A whopping 64 percent of Australians think the Australian flag should be changed according to a poll which concluded yesterday. Which of these six Australian flag options would you select if we were to see it happen?
Western Sydney University surveyed 8,140 people on six flag designs for Australia in the lead up to Australia Day and the flag that was most widely supported was the design called the Southern Horizon.
“Australia has never had a truly democratic process to choose a national flag. The 1901 competition for a flag of government — not a national flag — required a British element and British approval,” Dr Jones said.

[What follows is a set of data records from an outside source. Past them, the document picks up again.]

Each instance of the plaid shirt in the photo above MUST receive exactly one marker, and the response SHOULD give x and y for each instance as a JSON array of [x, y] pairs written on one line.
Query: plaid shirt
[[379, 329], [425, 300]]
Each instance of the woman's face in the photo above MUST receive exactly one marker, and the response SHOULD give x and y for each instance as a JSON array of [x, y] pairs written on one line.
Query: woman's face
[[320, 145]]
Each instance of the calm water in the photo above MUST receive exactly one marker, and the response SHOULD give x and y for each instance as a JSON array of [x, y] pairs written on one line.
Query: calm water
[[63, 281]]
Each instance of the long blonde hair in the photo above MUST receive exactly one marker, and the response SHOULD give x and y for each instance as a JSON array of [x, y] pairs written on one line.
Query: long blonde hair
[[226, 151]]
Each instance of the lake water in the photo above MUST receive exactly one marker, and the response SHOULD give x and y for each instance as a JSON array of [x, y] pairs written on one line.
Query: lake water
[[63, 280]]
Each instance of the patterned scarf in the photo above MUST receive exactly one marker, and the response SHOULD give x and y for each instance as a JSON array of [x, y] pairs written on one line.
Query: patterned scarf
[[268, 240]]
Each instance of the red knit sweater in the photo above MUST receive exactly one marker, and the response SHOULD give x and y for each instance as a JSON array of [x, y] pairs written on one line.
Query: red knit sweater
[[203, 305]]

“The response to this survey shows a proper national conversation on the Australian flag and a democratic vote is long overdue,” said Benjamin T Jones from the University of Western Sydney, the man behind the survey process.
The Southern Horizon returned a whopping 31 percent of the attention from 6,427 respondents, not too dissimilar to the other most popular option, the flag called the Reconciliation Flag which raised a 28 percent of the vote.

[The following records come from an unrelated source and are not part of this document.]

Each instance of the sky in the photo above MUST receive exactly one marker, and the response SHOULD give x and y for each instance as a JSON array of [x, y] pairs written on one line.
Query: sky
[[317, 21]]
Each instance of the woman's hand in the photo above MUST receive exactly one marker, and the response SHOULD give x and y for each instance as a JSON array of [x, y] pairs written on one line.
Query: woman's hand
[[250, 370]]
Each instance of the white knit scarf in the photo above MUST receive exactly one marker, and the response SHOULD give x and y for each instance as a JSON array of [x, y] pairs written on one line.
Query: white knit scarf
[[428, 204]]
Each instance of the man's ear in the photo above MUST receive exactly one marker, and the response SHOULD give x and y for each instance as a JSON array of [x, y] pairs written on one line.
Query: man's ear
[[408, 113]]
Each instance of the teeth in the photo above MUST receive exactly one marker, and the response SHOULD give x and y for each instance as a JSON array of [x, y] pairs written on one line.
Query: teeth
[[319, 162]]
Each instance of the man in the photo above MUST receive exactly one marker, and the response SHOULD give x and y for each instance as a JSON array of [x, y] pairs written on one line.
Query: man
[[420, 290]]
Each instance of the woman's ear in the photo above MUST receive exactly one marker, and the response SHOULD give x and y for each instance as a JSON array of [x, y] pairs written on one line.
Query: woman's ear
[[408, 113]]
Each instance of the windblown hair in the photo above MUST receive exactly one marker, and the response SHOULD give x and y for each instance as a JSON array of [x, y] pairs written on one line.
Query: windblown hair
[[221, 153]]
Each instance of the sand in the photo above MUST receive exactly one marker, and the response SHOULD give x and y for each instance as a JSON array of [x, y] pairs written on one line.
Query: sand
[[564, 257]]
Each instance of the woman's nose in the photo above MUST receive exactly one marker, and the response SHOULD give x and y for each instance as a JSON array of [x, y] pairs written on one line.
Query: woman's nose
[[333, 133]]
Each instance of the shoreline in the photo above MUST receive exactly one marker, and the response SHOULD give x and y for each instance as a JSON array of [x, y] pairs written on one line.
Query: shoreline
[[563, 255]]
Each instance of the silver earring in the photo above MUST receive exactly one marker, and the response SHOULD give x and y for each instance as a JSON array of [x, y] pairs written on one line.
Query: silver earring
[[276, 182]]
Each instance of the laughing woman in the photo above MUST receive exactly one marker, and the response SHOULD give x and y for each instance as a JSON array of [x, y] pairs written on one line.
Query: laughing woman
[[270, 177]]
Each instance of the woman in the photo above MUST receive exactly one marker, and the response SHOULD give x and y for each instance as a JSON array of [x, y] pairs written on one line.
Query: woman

The satisfaction with the other four flags was much lower, with the Eureka flag returning 15%, the Golden Wattle 12%, the Sporting flag 7 percent and the Southern Cross flag at 6 percent.
Dr Jones oversaw the survey at the university and commented to the media that respondents fell into two categories: those who wanted a neutral design with a link to the current flag, and those who wanted a flag that recognised Australia’s Indigenous heritage.
“In many of the comments [from supporters of the Reconciliation Flag], an Indigenous element was an absolute must,” he is reported as saying to the ABC.
“But there were many who said it must be a neutral flag, inclusive of all ethnicities.”
Mr Jones has called our flag, which was adopted in 1901 and adapted in 1908, outdated.
“We no longer take to battles needing a flag, it’s more on sporting occasions … and to distinguish ourselves at international meetings.
“It’s still a powerful signal with a lot of relevance … but we’ve come an incredibly long way, and in some senses, it is the flag of the old British Empire.”
The flags that Dr Jones surveyed on have been released puboisly by different groups in recent years, and all have some kind of community support.